= Benedicto Wokomaatani Malunga =

Benedicto Wokomaatani (Note: The name Wokomaatani, sometimes spelled 'Okomaatani' or 'Okoma Atani' in newspaper articles, comes from a proverb (W)okoma atani onga fumbwe? 'What have good people done like the civet?' It is based on a folk tale about a harmless civet who was annoyed to see a criminal leopard being given greater honours than himself (as retold in the Indiana University Chichewa Recorded Materials Archive).) Malunga (born in 1962), also known as Ben Malunga, is a Malawian poet, writing in the Chichewa language. He is also a short-story writer, an essayist, a music composer, public speaker, and translator who has translated Chinua Achebe's Things Fall Apart into Chichewa under the title Chipasupasu. Malunga holds a bachelor's degree from Chancellor College of the University of Malawi (1986) and an MA from Manchester University (1996) in the UK. He is currently working as Registrar for the University of Malawi and Secretary of the University of Malawi Council.
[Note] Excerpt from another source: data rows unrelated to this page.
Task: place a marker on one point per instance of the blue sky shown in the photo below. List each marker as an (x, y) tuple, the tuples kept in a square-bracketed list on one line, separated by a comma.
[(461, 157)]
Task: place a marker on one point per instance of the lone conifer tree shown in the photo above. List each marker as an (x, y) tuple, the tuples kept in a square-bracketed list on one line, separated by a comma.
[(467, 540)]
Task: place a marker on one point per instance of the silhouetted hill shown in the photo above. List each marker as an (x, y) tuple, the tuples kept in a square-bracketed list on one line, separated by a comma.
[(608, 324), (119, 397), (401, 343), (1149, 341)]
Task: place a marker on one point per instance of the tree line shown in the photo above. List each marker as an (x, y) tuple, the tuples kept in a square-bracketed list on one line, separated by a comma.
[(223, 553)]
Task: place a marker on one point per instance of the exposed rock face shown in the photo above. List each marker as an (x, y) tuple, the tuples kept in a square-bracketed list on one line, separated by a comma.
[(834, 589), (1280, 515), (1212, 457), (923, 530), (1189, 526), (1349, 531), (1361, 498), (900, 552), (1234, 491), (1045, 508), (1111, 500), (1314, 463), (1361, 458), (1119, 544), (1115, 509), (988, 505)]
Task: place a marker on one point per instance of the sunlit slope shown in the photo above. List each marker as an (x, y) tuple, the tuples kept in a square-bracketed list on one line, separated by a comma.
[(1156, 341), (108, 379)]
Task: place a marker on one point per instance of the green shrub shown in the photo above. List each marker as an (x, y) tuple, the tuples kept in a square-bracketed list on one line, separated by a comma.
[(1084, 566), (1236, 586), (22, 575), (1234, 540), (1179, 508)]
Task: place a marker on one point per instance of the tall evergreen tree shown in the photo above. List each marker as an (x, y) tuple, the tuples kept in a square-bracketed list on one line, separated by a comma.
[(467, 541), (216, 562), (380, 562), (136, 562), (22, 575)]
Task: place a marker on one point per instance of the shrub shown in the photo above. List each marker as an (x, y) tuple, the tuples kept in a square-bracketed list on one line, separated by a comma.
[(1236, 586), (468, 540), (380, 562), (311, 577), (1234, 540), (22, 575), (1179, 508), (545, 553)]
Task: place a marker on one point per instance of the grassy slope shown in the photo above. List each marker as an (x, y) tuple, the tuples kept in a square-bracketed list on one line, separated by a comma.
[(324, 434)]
Although born in Chikwawa in the south of Malawi, he was brought up from a young age in the village of Chabwera in Machinga District. He attended Malosa Secondary School near Zomba.

Malunga is the author of three collections of poems (see Bibliography). In 2002 the World Intellectual Property Organization (WIPO) honoured him with an award for his creativity. As the University of Malawi turned 50 in 2015, he composed its first ever anthem. Some of his poems, including Ndine yemwe uja, have also been turned into songs by Billy Kaunda.

In an interview in 2010, the poet Stanley Onjezani Kenani referred to Malunga as "Malawi's most famous poet". He added: "Jack Mapanje is the most famous poet internationally. But when you talk of poetry in Malawi, in the villages, everywhere, the household name is Benedicto Malunga." With a colleague Gospel Kazako, Malunga recorded the first Malawian cassette of poetry called Taimbani Alakatuli which was later followed by Ndidzakutengera Kunyanja Ligineti Ndi Ndakatulo Zina. His compact disc titled Siananso Awa is regularly aired by various radio stations in Malawi. Some of his short stories have appeared in the African Studies journal Ufahamu published by the University of California.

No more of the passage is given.